Let's work through this astonishing statement argument by argument. Sir Nicholas states that "...in recent years is that great acting and dramatic commitment have become as important as great singing." This is palpable nonsense. Although acting and "dramatic commitment" are of unquestioned importance, to assert that they are "as important as great singing" is just flat wrong. This is, after all, opera, where the words are to be sung.
One can rationally argue that the drama is important and that acting ability is exceedingly useful, but to place it on a level equal to vocal production is stretching things beyond the breaking point. Let's take the example of Monserrat Caballe. Possessed of one of the twentieth century's great voices, "Monsey" was no one's idea of an actress. But the moment the woman walked onto the stage and opened her mouth, acting in the sense of physical movement became utterly irrelevant. For while she may for practical purposes have been a singing oak, the voice conveyed all of the passion and intensity the composer put into the music. When a singer "acts with the voice" the way he or she moves on stage pales to insignificance.
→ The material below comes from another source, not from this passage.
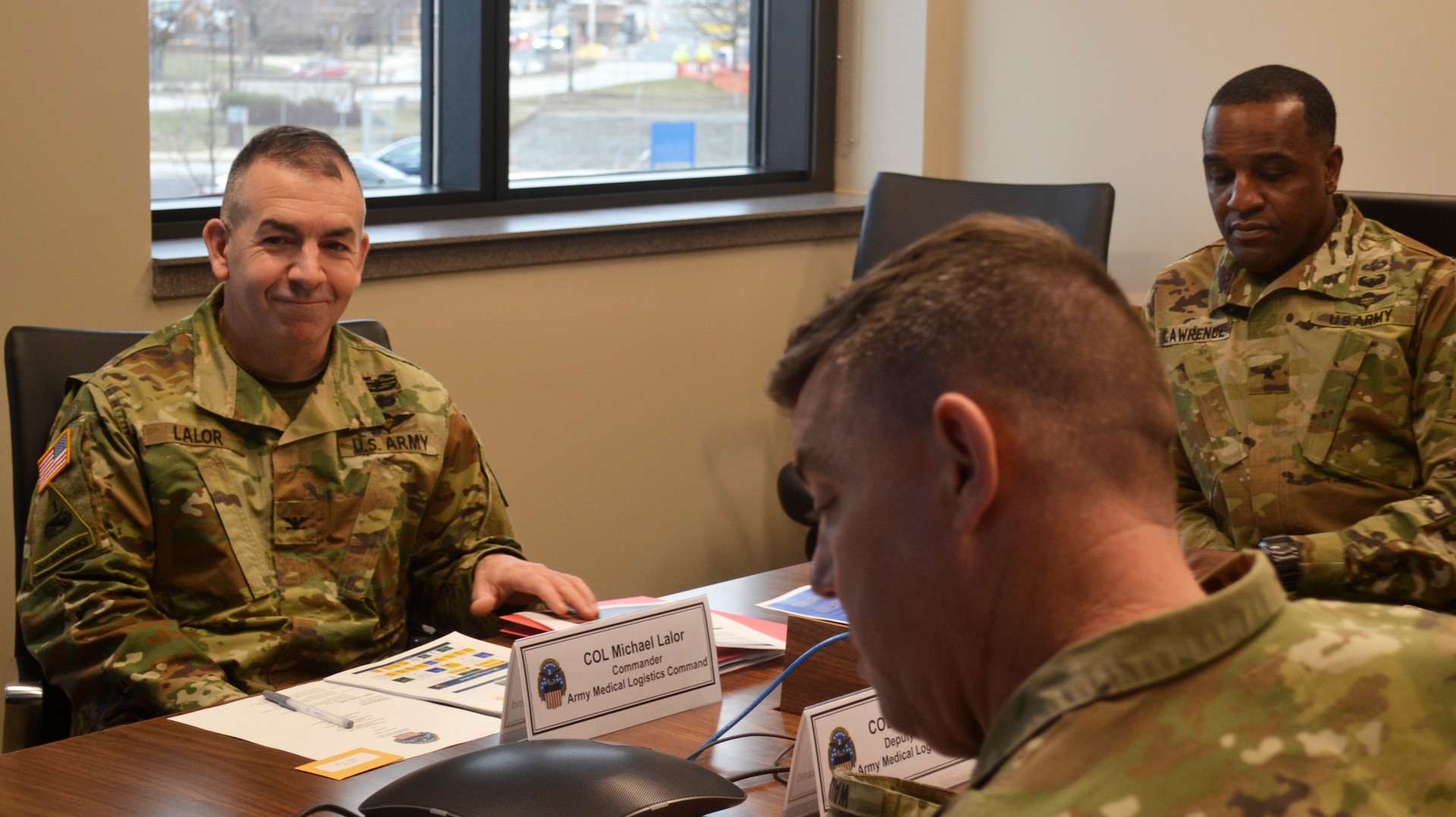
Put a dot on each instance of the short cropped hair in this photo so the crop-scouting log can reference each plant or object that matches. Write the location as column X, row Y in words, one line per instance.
column 302, row 149
column 1012, row 313
column 1276, row 83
It is unquestioned that opera directors in this day and age labor hard and long not to engage singers who have beautiful voices and a near-total inability to act. The great voices of today are required to be look good and move well if they are to earn a living practicing the vocal craft. This is a pity.
Stephanie Blythe is acknowledged as being among the great mezzo-sopranos of our day, a woman who can convey more with the merest vocal modulation and side-long glance than most mezzo-sopranos can after six years of training in the Stanislavsky Method. Opera audiences would rather hear Ms. Blythe and see her somewhat wooden acting than hear Meryl Streep sing. The difficulty, bluntly put, is that the number of singers who are great actors/actresses is now and always has been perilously slim. When you have to opt for acting or voice, acting loses 100 times out of 100 -- or should.
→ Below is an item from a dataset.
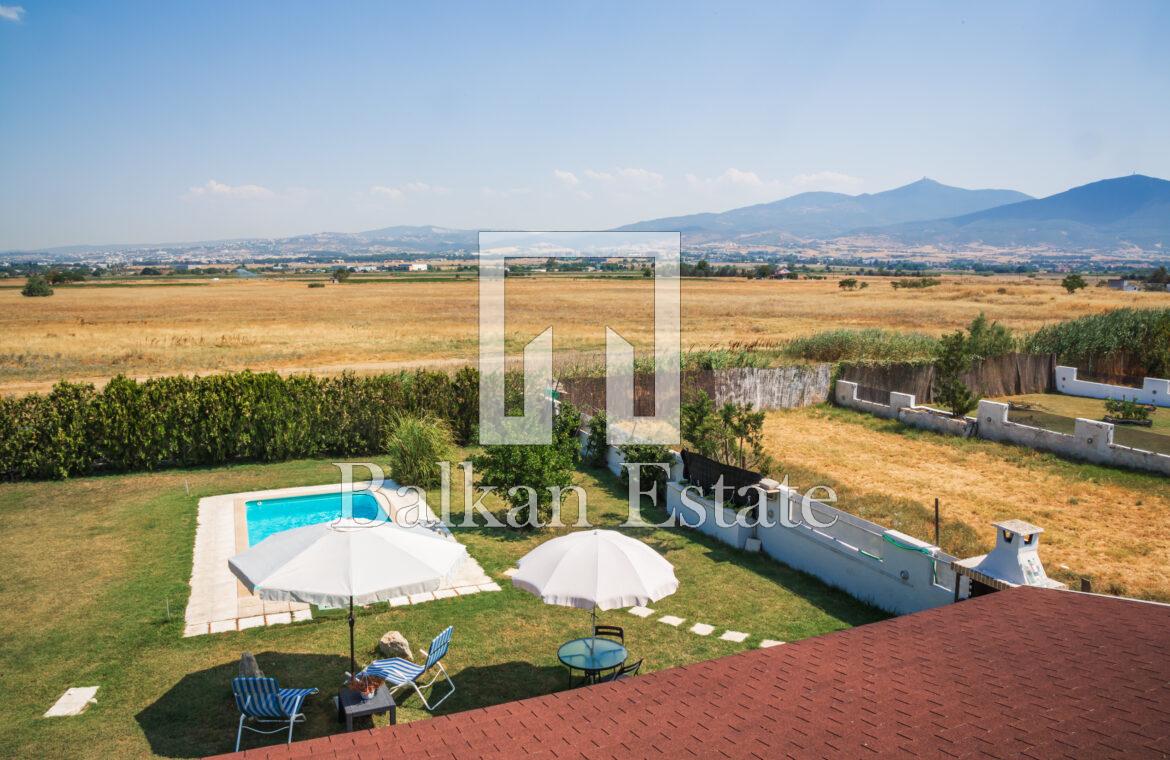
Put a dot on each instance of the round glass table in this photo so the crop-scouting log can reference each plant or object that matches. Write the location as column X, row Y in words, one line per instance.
column 591, row 655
Sir Nicholas continues by noting that "the era of sometimes glorious noise accompanied by lumpen, unconvincing drama is over." Sir Nicholas apparently has not been to the opera lately outside major metropolitan centers. But do note the sneering reference to "glorious noise" when what he should be speaking of is "glorious singing." Woefully deficient acting remains the norm the whole world over, simply because the number of singers who can also act convincingly has never equaled the demand.
He concludes by noting - I think in response to the actual question asked - "We're getting away from the cliche that opera is just the fat lady singing, and there's a premium on opera singers who fit their roles well visually as well as vocally - though of course this can be done by singers large and small."
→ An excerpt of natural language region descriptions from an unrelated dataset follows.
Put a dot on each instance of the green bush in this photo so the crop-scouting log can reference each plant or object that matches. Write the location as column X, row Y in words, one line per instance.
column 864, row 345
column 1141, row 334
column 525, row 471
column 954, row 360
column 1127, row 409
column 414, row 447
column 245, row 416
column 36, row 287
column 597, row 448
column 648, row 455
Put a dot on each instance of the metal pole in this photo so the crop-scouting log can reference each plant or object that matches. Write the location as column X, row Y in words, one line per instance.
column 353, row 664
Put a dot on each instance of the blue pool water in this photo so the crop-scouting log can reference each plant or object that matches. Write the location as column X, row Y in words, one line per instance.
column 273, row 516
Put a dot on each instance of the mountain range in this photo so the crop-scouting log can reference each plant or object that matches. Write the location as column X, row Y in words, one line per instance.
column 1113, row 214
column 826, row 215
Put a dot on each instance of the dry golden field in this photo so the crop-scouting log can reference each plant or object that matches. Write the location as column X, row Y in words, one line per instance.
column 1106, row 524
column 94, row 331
So if the "fat lady" sings it is a cliché, whereas when the "hot chick" warbles it is Art...although this is not to say that the "fat lady" cannot make Art as well, it is merely more cliché. When Sir Nicholas is done at the Barbican he has a career as a spokesman for the Federal Reserve ahead of him.
Opera has been with us since Monteverdi's day, and for the past 400 years the art form has struggled with the question of whether vocal production or acting ability is prime. The current mania seems to answer the question by saying "Why, both!" But it is the answer to the wrong question. When the opera impresario has a singer who can both act and sing, he or she is hired. The real question is "when confronted with six candidates, three of whom can sing and three of whom can act (and none of whom can do both) which do I hire?" Sir Nicholas would suggest that the answer is "take your pick", which is a lovely way to increase the number of unemployed opera impresarios. When confronted with that choice most impresarios would reject the three actors and concentrate on hiring the best singer, which actually makes sense. If the impresario were to hire the best actor, why not just run a legitimate stage company instead? You'd save a fortune on the orchestra.